Como lectora de este libro, ¿cuáles son tus cuentos preferidos?

-¡Qué difícil respuesta! Seguro que después me arrepiento. Así, de golpe, de adelante hacia atrás: “La noche del Ángel”, “Un día de abril”, “Encontrando a Celina”, “La noche de San Juan”, “Probables lluvias por la noche”, “Lila y las luces”, “La tormenta”, “El Bohème”, “El libro”, “Puebla de Lillo, España”. ¡Y paro!

¿Qué sentís cuando volvés sobre lo escrito hace años o, incluso décadas atrás, como en el caso de muchos de estos cuentos?

-A veces desazón, a veces alegría. A veces: a este cuento lo saco, no lo soporto; a veces: este cuento me gusta mucho. Con esta edición se presentó la oportunidad de una revisión general y crítica, algo que hice, sobre todo, como te dije, con En el invierno de las ciudades, del que me separa un muy largo trecho. Lo bueno o paradójico de la experiencia con la escritura es que uno se distancia de los propios textos y alcanza a verlos y a juzgarlos como ajenos.

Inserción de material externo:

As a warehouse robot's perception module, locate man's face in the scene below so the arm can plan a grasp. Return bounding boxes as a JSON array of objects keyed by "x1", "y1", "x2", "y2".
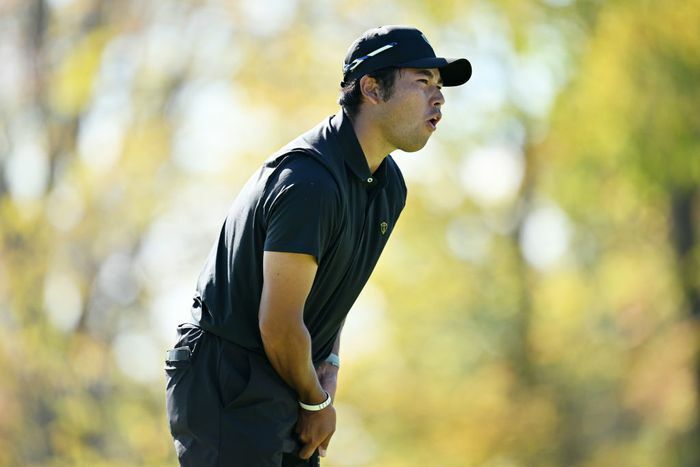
[{"x1": 378, "y1": 68, "x2": 445, "y2": 152}]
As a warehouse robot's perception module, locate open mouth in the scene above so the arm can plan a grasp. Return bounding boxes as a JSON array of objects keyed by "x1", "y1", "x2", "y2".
[{"x1": 428, "y1": 115, "x2": 442, "y2": 131}]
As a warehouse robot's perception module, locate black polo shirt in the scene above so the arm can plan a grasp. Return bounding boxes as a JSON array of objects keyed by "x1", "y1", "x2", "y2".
[{"x1": 193, "y1": 111, "x2": 406, "y2": 361}]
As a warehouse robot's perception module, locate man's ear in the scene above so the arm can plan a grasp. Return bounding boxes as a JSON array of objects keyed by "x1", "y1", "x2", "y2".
[{"x1": 360, "y1": 75, "x2": 383, "y2": 104}]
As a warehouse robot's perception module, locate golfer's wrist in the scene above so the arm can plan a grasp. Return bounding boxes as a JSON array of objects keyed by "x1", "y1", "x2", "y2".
[
  {"x1": 299, "y1": 385, "x2": 328, "y2": 405},
  {"x1": 299, "y1": 391, "x2": 333, "y2": 412}
]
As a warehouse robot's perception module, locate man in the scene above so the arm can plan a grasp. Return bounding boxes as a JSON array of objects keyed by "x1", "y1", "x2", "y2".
[{"x1": 166, "y1": 26, "x2": 471, "y2": 467}]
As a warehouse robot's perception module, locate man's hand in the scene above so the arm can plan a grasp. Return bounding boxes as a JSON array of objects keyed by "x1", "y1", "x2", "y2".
[{"x1": 296, "y1": 405, "x2": 335, "y2": 459}]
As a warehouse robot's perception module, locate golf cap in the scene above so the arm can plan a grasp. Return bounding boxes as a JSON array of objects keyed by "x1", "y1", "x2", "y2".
[{"x1": 341, "y1": 26, "x2": 472, "y2": 86}]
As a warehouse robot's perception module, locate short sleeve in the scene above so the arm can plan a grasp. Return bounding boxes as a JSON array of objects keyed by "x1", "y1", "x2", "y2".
[{"x1": 263, "y1": 157, "x2": 338, "y2": 263}]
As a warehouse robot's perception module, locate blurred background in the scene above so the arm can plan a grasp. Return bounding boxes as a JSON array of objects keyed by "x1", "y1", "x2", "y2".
[{"x1": 0, "y1": 0, "x2": 700, "y2": 467}]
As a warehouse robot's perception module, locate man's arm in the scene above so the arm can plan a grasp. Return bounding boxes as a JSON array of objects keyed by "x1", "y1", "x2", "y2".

Corregí varios para que terminaran de expresar, del modo más certero posible, aquello que es su centro, para quitarles los sobresaltos que produce una palabra mal elegida; tratar de afinarlos como a un instrumento, eso es para mí escribir.

En su casa hay cientos de libros, hay una historia y hay misterio, y, en definitiva, solo se puede hablar de amor. También, o, sobre todo, de literatura.

 

Nos levantamos; de camino a la puerta de calle, pasa por delante de la foto en la que se la ve abrazada y riendo junto a Castillo y, casi sin darse cuenta, le pasa el dedo por el borde. La felicidad sigue naciendo de ese abrazo.